Maslaha et corruption
Désespérant ? Avec deux baffes bien ajustées qui font voltiger ses propres seins, la commerçante banabana remet le colonel et le rebelle à leur place et le récit prend un tour plus philosophique avec l’arrivée d’une jeune actrice qui se prépare pour jouer l’Antigone de Sophocle. À la belle union des Sénégalais quand il s’agit d’évoquer la victoire des Lions de la Teranga face à l’équipe de France ou la meilleure manière de préparer le yassa, Boroni oppose l’individualisme et la surconsommation du monde moderne.
Observant un banc de poissons, le professeur d’université se laisse aller à ses pensées : « Si seulement on pouvait prendre sur eux. Apprendre à évoluer en groupe… dans le respect de la collectivité. Le maslaha [concept islamique lié à la recherche du bien] orchestre nos vies. Les ndiaga [surnom sénégalais des petits bus de transport public] sont bondés. Les bateaux réparés au sparadrap, les avions… on en parle même pas. La vitesse avec laquelle le bateau, ce 26 septembre 2002, s’est retourné est proportionnelle à la négligence de son entretien et à la corruption du gouvernement. » Et c’est tout un système qu’il dénonce, la culture du « toujours plus » qui conduit les hommes à détruire l’écosystème, leur fait perdre « le lien avec le sacré et le vivant », nous précipitant tous non vers un mur mais « contre un matelas bien mou » dans lequel « nous nous enfonçons tous ».
Un peu d’espoir
Difficile de garder un peu d’espoir quand rassemblés au fond de la mer, les personnages ne peuvent que regarder le Joola renversé flottant encore au ras de la surface, chargé de ses centaines de cadavres. Pourtant Boroni instille délicatement l’idée qu’il est encore possible de s’en tirer : et si l’amour du prochain était la solution ?

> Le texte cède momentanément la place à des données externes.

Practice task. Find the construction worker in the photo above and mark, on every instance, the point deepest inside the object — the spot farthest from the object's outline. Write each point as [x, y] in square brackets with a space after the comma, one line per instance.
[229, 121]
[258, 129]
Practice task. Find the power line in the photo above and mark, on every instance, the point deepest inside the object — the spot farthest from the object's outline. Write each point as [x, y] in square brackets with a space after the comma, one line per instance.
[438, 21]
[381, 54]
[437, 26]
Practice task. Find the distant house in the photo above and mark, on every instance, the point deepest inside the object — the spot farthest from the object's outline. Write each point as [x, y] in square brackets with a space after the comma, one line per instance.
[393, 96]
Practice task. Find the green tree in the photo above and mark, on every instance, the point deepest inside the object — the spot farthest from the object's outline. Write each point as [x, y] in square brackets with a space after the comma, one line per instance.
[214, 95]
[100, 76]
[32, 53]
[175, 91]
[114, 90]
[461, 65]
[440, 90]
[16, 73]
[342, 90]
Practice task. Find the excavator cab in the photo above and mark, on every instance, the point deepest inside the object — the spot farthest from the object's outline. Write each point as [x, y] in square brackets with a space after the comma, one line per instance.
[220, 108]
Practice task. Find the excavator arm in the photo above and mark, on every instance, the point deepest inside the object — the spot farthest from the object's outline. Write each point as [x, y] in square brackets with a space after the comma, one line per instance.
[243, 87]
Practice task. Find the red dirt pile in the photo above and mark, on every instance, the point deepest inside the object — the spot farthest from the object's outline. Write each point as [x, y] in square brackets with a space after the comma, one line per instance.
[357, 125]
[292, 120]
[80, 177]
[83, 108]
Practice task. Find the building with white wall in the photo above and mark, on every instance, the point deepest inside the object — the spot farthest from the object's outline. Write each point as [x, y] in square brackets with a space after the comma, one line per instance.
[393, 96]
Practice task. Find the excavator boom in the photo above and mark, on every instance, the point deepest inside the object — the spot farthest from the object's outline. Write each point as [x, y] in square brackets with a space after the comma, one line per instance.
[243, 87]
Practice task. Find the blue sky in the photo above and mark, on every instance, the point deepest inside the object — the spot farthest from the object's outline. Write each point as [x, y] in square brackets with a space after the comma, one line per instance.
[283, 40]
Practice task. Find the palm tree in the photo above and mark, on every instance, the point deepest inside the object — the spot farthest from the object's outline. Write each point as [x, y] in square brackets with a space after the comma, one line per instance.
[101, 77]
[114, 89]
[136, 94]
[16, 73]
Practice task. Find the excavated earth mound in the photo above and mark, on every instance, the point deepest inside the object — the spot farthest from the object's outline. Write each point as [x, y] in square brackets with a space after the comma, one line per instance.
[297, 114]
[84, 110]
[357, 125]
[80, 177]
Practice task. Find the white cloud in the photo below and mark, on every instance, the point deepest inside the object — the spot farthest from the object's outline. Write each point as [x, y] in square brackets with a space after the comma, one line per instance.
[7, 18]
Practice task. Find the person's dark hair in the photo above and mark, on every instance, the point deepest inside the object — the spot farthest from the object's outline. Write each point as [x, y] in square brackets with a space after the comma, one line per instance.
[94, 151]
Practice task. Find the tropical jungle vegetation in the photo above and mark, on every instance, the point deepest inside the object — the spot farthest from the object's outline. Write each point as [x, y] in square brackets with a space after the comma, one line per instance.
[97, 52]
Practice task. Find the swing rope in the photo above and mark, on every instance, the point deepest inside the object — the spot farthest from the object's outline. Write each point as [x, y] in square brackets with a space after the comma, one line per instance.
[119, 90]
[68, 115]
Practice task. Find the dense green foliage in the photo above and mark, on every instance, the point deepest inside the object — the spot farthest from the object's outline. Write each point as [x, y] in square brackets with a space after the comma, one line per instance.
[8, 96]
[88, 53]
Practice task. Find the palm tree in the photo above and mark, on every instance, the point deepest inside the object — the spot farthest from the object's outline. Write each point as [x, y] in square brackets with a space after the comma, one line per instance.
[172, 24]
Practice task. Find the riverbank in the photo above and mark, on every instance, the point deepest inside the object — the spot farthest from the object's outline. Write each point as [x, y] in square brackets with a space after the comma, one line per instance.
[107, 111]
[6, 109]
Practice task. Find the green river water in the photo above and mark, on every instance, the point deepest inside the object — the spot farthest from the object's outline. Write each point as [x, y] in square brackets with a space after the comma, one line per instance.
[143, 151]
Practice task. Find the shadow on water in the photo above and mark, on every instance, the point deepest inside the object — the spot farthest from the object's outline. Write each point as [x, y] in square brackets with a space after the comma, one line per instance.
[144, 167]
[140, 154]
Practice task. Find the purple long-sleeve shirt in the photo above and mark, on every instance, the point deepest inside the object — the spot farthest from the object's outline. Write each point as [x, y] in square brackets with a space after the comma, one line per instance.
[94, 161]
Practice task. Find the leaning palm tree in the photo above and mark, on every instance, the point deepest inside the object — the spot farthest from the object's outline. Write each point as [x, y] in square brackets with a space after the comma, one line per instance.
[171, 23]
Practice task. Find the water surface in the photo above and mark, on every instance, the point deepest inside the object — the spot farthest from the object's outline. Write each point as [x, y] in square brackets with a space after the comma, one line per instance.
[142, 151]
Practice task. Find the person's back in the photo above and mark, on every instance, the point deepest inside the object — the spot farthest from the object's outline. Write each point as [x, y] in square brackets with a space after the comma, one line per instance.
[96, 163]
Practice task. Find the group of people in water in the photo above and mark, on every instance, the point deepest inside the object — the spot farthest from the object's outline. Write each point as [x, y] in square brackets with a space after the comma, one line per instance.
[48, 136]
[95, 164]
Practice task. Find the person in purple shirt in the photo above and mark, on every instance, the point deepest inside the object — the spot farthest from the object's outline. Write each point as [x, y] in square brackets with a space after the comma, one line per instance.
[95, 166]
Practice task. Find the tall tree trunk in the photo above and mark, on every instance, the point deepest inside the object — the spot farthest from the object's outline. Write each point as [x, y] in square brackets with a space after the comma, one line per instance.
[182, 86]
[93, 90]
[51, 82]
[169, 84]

Album en noir et blanc rythmé par les dessins en couleurs d’amis artistes (Benjamin Flao, Rosinski, Jean-Louis Tripp, etc.) s’accompagne d’éléments factuels sur la tragédie : chronologie des faits, témoignage du survivant Patrice Auvray, liste complète des victimes. Il est dédié à « tous les êtres qui dansent autour du Joola ».
Que la mer vous soit légère, la vraie fable du bateau Joola, de Stefano Boroni, L’Harmattan BD, Sept Editions, 148 pages, 20 euros.